Blaise Matuidi looked at Kylian Mbappé's jersey from the 2018 World Cup final and remembered the rain. "It was a good rain," he said. "We had time to slide on the pitch and enjoy that moment together." That shirt — worn during one of France's defining nights — is now sitting in a pop-up exhibit in New York, and it's not the only one worth stopping for.
Dutch company MatchWornShirt has assembled a three-day collection of game-worn jerseys from some of the most recognisable moments in World Cup history, running through Sunday. Diego Maradona's shirt from the 1990 match against the Soviet Union, sourced from an Italian collector.
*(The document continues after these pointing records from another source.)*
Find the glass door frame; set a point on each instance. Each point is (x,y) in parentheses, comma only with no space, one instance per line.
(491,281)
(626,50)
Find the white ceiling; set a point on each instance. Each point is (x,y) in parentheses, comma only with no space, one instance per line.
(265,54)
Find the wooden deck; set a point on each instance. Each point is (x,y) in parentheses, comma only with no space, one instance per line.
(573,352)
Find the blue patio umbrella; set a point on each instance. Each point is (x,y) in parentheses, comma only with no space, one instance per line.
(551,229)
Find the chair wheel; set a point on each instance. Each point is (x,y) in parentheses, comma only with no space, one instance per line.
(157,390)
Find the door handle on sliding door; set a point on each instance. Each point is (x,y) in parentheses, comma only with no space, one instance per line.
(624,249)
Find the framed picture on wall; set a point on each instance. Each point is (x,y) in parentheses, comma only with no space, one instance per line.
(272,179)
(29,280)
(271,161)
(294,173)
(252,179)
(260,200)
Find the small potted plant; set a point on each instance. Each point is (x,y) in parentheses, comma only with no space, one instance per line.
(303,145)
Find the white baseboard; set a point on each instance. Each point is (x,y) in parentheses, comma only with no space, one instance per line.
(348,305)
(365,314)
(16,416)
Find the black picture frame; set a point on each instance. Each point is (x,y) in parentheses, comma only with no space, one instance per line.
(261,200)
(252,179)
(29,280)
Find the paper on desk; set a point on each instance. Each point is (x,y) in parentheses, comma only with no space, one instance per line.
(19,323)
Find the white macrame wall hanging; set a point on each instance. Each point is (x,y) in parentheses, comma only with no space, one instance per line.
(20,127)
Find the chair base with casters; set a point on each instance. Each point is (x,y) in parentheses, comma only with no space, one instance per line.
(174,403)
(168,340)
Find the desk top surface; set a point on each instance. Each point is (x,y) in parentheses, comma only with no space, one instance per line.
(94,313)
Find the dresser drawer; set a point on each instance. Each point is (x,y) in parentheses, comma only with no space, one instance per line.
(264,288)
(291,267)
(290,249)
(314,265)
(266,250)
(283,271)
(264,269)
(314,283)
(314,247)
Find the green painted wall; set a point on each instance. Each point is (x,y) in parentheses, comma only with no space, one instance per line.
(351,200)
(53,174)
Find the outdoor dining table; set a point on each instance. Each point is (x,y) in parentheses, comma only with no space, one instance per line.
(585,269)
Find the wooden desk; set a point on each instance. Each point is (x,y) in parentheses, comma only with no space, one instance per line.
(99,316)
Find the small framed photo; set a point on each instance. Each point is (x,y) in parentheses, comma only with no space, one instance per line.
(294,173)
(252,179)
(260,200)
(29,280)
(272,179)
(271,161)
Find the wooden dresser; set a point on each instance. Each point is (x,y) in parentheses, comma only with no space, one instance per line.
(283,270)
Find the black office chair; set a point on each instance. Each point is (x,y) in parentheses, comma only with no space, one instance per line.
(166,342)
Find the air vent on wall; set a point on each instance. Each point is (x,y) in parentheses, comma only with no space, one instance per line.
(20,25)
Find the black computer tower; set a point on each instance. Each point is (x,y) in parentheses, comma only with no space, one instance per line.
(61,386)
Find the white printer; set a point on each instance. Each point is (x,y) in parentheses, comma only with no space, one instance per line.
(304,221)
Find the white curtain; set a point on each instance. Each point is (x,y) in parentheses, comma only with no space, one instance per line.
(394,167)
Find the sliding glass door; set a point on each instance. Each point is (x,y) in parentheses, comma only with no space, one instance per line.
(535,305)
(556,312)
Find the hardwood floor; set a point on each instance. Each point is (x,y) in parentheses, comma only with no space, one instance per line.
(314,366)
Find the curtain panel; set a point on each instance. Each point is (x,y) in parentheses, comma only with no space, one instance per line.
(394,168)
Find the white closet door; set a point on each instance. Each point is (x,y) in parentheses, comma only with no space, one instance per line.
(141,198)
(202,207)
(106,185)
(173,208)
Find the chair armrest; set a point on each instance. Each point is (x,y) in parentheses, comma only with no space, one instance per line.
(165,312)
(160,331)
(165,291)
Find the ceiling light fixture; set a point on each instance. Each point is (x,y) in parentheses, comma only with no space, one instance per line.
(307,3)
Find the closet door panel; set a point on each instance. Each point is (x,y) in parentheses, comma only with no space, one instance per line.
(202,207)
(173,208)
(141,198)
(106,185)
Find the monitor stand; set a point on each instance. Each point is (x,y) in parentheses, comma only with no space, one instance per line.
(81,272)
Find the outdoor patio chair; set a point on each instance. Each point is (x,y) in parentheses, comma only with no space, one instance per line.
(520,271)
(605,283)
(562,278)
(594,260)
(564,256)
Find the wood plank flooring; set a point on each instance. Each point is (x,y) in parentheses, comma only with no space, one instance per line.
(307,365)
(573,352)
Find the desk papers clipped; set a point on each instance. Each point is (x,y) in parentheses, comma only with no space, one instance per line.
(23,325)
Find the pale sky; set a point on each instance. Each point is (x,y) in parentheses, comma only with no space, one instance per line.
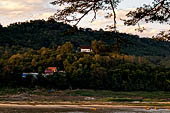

Marco Tardelli's jersey from the 1982 final against West Germany — the one he was wearing when he scored and ran screaming across the pitch in one of football's most replicated celebrations. Robin van Persie's kit from that diving header against Spain in 2014.
The jerseys you can actually bid on
The exhibit isn't purely retrospective. MatchWornShirt works with over 20 nations competing in this World Cup — including all three hosts: the United States, Mexico, and Canada — and as soon as matches kick off, fans can bid on jerseys in real time. The company signed an exclusive deal with US Soccer in May 2025 to auction off game-worn men's and women's national team shirts, so American collectors have a direct pipeline to this tournament's history as it happens.
The broader context matters here. The World Cup runs through July 19 across the US, Mexico, and Canada, with 48 teams and 104 matches. That's a lot of shirts. The secondary market for game-worn football kits in America has grown sharply in recent years, and MatchWornShirt — which already has agreements with over 300 clubs and national teams, including Champions League winners PSG — is clearly betting this tournament accelerates that trend further.
Founder Bob Zonderwijk flagged the scenario that would make the auction market genuinely electric: "If Ronaldo were to reach the final and potentially win his first World Cup, that would be a huge moment." A Ronaldo winner's medal jersey would break records. It would also require Portugal to go all the way, which is far from a given — but at the current odds, it's not a price you'd dismiss outright either.
Matuidi, who won it all with France in 2018, said his own shirt from that night is still at home. Some things aren't for sale.